Соседи

Наши соседи в условиях «московского злого жилья» — это навязанные нам случаем, если не тайной полицией, наши «вечные спутники» (по крайней мере, так было в 1917–1953 годы, когда никаких квартирных перемен, кроме отправки в «казенный дом», для обывателя не существовало: где кого застала катастрофа, там тот и жил).

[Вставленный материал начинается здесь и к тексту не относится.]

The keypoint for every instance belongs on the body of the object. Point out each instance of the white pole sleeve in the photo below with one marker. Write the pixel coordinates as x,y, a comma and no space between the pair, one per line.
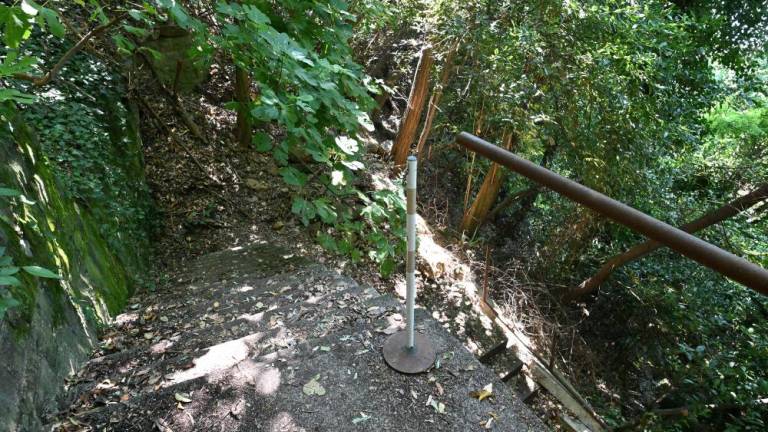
410,266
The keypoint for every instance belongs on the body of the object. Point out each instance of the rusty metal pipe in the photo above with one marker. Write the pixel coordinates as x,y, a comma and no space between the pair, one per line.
736,268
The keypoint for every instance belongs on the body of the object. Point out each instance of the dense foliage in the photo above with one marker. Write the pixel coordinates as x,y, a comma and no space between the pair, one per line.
659,104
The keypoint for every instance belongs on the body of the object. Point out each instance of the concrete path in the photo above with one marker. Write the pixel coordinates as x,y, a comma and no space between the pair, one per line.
257,339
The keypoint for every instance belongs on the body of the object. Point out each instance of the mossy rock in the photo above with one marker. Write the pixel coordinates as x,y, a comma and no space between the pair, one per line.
177,48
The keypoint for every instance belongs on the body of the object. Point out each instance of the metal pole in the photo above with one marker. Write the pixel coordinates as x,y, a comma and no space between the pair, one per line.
410,264
736,268
407,351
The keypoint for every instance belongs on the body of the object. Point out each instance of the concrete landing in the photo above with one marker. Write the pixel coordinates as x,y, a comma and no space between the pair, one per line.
257,339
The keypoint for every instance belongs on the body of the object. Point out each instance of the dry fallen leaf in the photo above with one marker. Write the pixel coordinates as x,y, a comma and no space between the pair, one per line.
313,387
182,397
485,393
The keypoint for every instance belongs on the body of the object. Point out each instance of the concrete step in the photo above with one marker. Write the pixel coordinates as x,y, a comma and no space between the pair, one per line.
246,368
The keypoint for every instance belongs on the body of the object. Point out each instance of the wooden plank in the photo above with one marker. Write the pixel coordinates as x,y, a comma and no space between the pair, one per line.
537,369
496,350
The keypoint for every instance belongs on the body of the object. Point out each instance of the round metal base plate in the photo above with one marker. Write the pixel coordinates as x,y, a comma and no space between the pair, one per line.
408,360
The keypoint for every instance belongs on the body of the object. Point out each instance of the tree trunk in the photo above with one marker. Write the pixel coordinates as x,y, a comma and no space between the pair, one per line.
243,97
509,200
412,115
488,193
725,212
434,100
527,201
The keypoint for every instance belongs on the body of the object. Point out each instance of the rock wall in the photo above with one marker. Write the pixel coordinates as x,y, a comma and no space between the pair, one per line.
53,326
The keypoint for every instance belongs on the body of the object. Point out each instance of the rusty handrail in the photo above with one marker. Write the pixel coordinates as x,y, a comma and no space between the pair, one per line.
736,268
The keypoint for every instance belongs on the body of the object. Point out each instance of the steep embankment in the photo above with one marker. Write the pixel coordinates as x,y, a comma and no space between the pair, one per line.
74,203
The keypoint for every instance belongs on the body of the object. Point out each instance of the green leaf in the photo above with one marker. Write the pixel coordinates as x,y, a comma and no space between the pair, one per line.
325,211
293,177
347,145
7,303
304,209
8,271
52,19
262,142
255,15
9,280
9,192
40,272
136,31
29,7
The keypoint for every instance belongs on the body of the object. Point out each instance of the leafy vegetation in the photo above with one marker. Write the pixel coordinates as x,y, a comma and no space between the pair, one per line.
662,105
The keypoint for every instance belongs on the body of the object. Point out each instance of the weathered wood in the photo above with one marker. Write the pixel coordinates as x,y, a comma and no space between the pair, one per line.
244,129
434,101
517,367
536,368
412,115
571,424
718,215
488,193
39,81
493,352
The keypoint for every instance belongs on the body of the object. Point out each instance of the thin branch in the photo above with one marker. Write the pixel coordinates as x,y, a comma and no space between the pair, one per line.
51,74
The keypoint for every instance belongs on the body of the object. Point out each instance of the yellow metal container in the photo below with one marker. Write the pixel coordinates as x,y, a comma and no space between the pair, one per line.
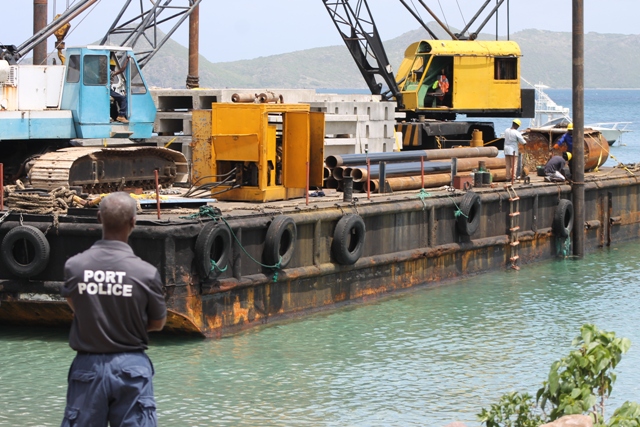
260,151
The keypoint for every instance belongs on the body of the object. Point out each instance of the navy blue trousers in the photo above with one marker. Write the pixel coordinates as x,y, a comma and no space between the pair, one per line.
110,388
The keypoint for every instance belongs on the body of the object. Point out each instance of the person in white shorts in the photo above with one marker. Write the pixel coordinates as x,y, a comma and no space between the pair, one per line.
512,137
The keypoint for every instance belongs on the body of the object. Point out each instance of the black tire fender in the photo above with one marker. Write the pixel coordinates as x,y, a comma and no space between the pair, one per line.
563,218
280,241
25,251
348,239
213,244
471,208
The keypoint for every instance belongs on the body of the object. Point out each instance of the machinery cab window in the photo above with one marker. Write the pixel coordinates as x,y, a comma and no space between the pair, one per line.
73,69
95,70
506,68
137,84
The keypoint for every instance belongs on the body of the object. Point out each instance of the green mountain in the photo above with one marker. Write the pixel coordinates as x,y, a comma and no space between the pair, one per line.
611,61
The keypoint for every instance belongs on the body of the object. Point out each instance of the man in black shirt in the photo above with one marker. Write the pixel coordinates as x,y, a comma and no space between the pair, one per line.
554,167
116,298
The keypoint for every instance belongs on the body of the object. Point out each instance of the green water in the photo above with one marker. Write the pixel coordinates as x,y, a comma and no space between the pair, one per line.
425,357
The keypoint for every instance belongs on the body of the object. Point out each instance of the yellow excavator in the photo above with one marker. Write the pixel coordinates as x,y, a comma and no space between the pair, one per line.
438,79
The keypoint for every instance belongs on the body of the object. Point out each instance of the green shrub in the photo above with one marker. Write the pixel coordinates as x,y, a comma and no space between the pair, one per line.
579,383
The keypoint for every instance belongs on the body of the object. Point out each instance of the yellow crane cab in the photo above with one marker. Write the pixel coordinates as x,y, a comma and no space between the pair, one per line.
483,78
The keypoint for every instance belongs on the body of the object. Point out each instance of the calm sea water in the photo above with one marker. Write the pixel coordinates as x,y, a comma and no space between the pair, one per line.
424,357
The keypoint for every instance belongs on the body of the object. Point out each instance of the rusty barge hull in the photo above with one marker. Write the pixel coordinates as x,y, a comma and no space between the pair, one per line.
410,241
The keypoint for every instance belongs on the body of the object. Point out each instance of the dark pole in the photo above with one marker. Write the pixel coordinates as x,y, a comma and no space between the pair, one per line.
39,22
578,127
193,77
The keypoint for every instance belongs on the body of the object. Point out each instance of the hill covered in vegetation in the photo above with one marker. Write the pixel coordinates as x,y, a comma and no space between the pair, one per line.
611,61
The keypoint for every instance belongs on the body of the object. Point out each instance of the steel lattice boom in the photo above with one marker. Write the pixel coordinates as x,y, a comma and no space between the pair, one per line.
141,31
355,23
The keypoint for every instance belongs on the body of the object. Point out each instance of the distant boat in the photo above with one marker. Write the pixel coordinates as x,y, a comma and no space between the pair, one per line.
550,115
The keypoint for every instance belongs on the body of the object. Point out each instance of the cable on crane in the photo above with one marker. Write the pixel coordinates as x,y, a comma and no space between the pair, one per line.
461,14
443,15
73,28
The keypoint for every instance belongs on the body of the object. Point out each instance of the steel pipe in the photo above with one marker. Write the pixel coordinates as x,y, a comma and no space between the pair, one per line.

В мирное время люди свободно и естественно меняли места проживания — квартиры, города, государства. Революция всех прикрепила к месту, сделала «квартирный вопрос» существенной детерминантой нашей жизни. Невозможность переменить квартиру, обязательность «коммуналки», полная звукопроницаемость новейших «отдельных квартир» сделали обязательной нашу ориентированность на характер, вкусы, духовный уровень, политические взгляды и нравственные представления тех, кто тебя «квартирно» окружает, кто слышит все, что ты говоришь, видит, что ты делаешь, знает, что ты ешь и кто к тебе приходит.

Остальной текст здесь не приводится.